Calling the tune "a rocker with a sweet twist", Borges recently spoke about the single, her upcoming album and getting some help from a witch.
When did the material on this new album first start coming together?
It's been a couple of years since I put out a record. The last one was a solo album. This one is a band record. I knew I wanted to do another band record. I took a little break when I had my son, then got back into touring. The songs were germinating. But I'm also one of those people who procrastinates. I do better with a deadline, so I wrote most of the songs in this year leading up to release of the album.
What led to you putting the band back together?
I thought I was done. We had been on tour for about eight years. I was tired. I took time off to get married and have a baby. It became evident to me quite quickly that I wasn't done. I just really missed it. The final piece was putting the band back together and starting over.
You worked with producer Eric Ambel again.
He thinks that I'm better than I am! He's the first producer like that! He gives me a lot of confidence I wouldn't have otherwise. Primarily as a guitar player. That's a task I've relegated in the past to other members of the band or guests. But I've been playing for a long time and he's very complimentary about my guitar playing and my songwriting. Plus he's a badass rock 'n' roll guitar player. It seemed like a logical choice. We have a real simpatico relationship.
The guitar sound is very much like we're in the room with you and the band. I can feel the warmth of the amps.
That's Eric's signature thing. He's been at this for such a long time. He believes in the chemistry of everyone being there in the same room. We tracked the songs live, and if overdubs were necessary we went ahead and did that, but there weren't many. We did the whole thing in probably three or four short bursts, probably eight days of tracking.
Was there a song that sort of began the whole process, the whole album?
"House On The Hill" was a song that I wrote, and no one had heard. I brought it to the studio, and it just jelled right away. That became our benchmark for what the rest of the record should sound like.
Did the song itself come together quickly in the writing process?
A friend of mine was in the process of getting divorced, and I sort of thought about not just what that feels like between two people but a house being a metaphor for the relationship. It used to be this wonderful, welcoming place and now it's not anymore. Once I got that in my head it was easy to take on the persona of someone else and think about what I would feel like in that particular situation.
Where did you shoot the video?
We shot it in Lima, New York which is a suburb of Rochester. A gentleman I knew through Facebook offered to do shoot a video for us. He had the idea for the location. It's this old farmhouse that we used. It was me, the director, a camera person and an actor who played my significant other. We did it over two days. It was a lot of walking through a field! [Laughs.]
The people who owned the home came back halfway through the shoot. Their cat died. So we had this strange thing where they were laying their cat to rest while we were shooting. It was a strange juxtaposition.
My next favorite song on the record is "Lucky Rocks", and I wanted to ask about that song because the lyrics are so striking.

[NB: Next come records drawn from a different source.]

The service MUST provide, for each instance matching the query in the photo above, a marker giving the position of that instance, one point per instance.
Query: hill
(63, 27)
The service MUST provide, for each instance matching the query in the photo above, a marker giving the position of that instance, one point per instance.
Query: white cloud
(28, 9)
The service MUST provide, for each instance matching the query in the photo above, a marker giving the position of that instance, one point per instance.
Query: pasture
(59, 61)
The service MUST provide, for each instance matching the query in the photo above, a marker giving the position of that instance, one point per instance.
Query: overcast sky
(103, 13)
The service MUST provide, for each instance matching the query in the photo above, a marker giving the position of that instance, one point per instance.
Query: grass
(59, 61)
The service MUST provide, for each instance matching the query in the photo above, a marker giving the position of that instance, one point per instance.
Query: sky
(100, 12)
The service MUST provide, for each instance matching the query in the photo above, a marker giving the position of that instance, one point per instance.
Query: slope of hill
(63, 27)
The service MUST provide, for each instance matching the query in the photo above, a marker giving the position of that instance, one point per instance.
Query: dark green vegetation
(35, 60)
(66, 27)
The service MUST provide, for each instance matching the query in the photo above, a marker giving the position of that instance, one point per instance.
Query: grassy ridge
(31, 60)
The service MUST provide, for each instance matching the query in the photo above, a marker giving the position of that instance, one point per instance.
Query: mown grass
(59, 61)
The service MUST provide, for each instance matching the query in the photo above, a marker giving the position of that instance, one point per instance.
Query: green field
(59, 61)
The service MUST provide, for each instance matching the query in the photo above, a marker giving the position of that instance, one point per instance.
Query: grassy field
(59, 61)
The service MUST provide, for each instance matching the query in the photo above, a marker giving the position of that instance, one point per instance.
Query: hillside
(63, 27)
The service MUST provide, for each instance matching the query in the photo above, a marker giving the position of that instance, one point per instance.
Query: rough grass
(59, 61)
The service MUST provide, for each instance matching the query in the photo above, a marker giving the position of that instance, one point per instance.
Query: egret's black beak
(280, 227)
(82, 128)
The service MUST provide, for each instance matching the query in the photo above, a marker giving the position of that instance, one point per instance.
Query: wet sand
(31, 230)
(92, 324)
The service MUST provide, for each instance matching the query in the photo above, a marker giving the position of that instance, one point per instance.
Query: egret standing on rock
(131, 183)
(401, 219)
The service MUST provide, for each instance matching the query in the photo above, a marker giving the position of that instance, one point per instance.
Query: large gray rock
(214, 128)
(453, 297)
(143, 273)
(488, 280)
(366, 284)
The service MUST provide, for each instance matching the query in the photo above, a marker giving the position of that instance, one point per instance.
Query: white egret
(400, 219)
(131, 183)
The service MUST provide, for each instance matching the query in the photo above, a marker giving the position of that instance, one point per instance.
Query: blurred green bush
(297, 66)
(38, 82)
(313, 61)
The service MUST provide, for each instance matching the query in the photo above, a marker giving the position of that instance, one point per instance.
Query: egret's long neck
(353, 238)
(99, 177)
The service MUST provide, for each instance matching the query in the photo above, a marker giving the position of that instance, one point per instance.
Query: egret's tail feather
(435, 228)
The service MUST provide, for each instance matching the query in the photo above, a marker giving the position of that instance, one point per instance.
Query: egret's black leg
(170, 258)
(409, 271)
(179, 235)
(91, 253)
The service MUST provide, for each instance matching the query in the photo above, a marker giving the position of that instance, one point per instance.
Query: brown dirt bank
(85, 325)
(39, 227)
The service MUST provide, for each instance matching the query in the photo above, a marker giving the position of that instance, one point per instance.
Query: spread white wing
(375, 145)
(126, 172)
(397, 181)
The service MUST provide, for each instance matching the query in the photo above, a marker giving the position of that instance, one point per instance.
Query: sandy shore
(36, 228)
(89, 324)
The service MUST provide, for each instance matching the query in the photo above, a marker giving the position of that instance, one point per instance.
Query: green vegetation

I live close to Boston but also close to Salem. A while ago I wanted the affections of a certain person, and so I went and got a spell from one of the witches in Salem. I asked her to make this person love me. She gave me some rocks to put in my pocket. I had to keep some in my pocket and then cover some in salt water and empty the water by moonlight under a tree for ten days. It was a very involved thing. The song is just the story of that.
Which was more involved: The work of carrying out the spell or the writing of the song?
Well, the person didn't end up coming around, so I don't know if the spell was successful but writing the songs was easy because I already had the narrative in my mind. Just setting it to music was the only thing left to do.
What does the future look like in terms of live dates after the record's out?
I have a seven-year-old son, so my touring is a little bit constrained by needing to be home and be a parent. So we go in short, 10-day bursts, do as much as feels comfortable. But the more you play and the more you play on the road, the better you get, and there's nothing like when you've been on the road for a couple of weeks, and the whole thing becomes second nature to you. I'm anxious to do that.